Having met the Samaritan Woman at Jacob's Well, our Lord makes a seemingly simple request: "Give me to drink." And had she merely complied with this request, who knows what might have happened? Of course Jesus--as the God-man--foreknew the course of events that must inevitably unfold. When the Samaritan Woman dared to question why He, a Jew, would deign to talk to a woman of the despised Samaritan race, He said to her, "If thou knewest the gift of God, and Who it was that sayest to thee, Give me to drink; thou wouldst have asked of Him, and He would have given unto thee living water." Jesus was referring, of course, to the gift of the Holy Spirit--the Third Person of the Holy Trinity--but the Samaritan Woman--her mind darkened by the sinful passions that held her captive--could not see beyond the literal interpretation of His words. So Jesus clarifies: "Whoever drinketh of this water shall thirst again; but whoever drinketh of the water that I shall give him shall never thirst." And even then, her carnal mind can only conceive of his words in a literal sense. It is only when our Lord exposes her sinful way of life (she has had five husbands, and the man she is currently living with is not her husband) that the truth at last begins to dawn upon her.
In a flash of insight, the Samaritan Woman is given to understand that this is no ordinary man, nor merely a prophet: but rather the promised Messiah. Illumined by the light of truth, Photini (whose name means "light") sets forth to proclaim the dawning of that transcendent truth so long concealed beneath the types and shadows of the Law. What is significant is that she could only repent in the true sense of the word (turning 180 degrees from the darkness to the light) in that moment when she was forced to confront the truth concerning her sinful past. And once having repented, the scales fell from her eyes and she could perceive--beyond the superficial appearance of this earthly life--the possibility of eternal life and salvation.

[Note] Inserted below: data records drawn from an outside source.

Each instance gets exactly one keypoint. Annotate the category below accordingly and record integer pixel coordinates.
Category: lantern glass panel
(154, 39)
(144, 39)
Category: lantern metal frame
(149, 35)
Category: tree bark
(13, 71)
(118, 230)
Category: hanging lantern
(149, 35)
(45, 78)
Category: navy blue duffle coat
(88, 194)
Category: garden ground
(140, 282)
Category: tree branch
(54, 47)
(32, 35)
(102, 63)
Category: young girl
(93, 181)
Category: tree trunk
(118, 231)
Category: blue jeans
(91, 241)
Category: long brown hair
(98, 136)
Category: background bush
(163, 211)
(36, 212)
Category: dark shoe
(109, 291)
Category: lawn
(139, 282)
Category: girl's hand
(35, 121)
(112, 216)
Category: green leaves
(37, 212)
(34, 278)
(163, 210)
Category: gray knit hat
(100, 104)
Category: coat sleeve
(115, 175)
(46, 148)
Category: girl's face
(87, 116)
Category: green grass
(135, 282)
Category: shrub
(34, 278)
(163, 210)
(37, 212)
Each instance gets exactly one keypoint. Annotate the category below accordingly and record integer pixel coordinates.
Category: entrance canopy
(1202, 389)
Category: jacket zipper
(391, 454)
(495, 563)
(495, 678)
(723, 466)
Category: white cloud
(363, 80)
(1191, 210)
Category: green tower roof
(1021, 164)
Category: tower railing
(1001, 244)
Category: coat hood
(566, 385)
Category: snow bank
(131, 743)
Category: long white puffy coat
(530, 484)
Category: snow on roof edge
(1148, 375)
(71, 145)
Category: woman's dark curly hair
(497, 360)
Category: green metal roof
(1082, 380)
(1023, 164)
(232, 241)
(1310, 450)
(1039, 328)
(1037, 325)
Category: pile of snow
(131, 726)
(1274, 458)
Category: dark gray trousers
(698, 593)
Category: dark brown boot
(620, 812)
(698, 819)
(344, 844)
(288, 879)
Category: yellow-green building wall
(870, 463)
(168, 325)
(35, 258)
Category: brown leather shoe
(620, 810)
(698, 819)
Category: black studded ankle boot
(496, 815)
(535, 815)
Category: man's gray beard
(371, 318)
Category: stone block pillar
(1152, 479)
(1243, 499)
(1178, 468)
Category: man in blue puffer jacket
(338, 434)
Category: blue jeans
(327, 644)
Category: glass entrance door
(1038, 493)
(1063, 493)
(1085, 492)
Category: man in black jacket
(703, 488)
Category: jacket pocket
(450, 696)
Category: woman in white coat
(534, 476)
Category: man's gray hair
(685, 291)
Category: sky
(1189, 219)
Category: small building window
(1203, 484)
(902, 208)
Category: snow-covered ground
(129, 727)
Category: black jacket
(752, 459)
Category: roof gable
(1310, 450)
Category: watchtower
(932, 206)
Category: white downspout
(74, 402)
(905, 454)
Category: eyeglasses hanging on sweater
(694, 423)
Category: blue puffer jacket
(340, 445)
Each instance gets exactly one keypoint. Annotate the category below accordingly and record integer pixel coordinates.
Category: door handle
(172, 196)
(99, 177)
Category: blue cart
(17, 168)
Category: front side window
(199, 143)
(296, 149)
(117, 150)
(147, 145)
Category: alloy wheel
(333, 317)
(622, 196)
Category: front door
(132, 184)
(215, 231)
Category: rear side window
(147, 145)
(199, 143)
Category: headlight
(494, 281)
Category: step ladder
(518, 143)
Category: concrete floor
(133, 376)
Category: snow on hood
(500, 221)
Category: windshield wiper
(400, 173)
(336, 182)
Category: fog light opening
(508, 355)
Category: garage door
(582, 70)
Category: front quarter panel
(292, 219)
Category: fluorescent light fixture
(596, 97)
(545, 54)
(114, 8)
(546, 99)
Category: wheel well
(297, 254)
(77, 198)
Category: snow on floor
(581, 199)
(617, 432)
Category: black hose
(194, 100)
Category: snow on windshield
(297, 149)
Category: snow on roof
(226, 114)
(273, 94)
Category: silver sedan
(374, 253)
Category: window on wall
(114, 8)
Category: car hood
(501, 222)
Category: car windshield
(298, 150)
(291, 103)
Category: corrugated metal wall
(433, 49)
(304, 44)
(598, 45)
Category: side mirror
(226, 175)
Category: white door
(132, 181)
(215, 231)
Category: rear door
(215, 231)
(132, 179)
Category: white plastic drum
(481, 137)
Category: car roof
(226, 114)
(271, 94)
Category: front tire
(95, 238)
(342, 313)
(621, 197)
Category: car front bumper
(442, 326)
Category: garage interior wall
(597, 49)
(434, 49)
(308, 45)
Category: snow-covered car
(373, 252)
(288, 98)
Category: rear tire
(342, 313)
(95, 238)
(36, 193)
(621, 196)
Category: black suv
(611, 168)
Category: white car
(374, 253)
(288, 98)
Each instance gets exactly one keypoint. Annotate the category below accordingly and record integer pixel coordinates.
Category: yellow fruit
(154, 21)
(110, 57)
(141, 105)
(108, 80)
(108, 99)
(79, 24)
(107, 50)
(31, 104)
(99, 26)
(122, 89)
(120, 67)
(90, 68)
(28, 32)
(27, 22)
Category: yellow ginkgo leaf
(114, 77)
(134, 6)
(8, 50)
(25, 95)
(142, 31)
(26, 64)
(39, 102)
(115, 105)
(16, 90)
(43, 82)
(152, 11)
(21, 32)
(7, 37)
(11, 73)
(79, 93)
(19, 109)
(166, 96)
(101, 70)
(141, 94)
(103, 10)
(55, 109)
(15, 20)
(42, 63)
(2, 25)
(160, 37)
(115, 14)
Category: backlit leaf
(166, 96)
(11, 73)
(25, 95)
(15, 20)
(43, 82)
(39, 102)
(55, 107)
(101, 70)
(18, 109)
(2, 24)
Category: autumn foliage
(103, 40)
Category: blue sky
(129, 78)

So it is for all of us: it is only through the power of genuine repentance that we are enabled to break free from the shackles of ignorance and spiritual blindness, that we might pray from the depth of our heart to be vouchsafed the gift of God: the living water of the Holy Spirit. It is through repentance alone that we can come to a true knowledge of God: not merely by hearsay, but rather through first hand experience, having achieved through humility, patience, and self-denial an existential encounter with Christ. For truly to know Him is to love Him, and if our love is genuine and sincere, we will strive at all times and in all places to fulfill His commandments--above all the commandment to love God with all of our heart, soul, and mind, and our neighbor as our very own self. Only then may we hope to be granted the boldness to worship God "in spirit and in truth."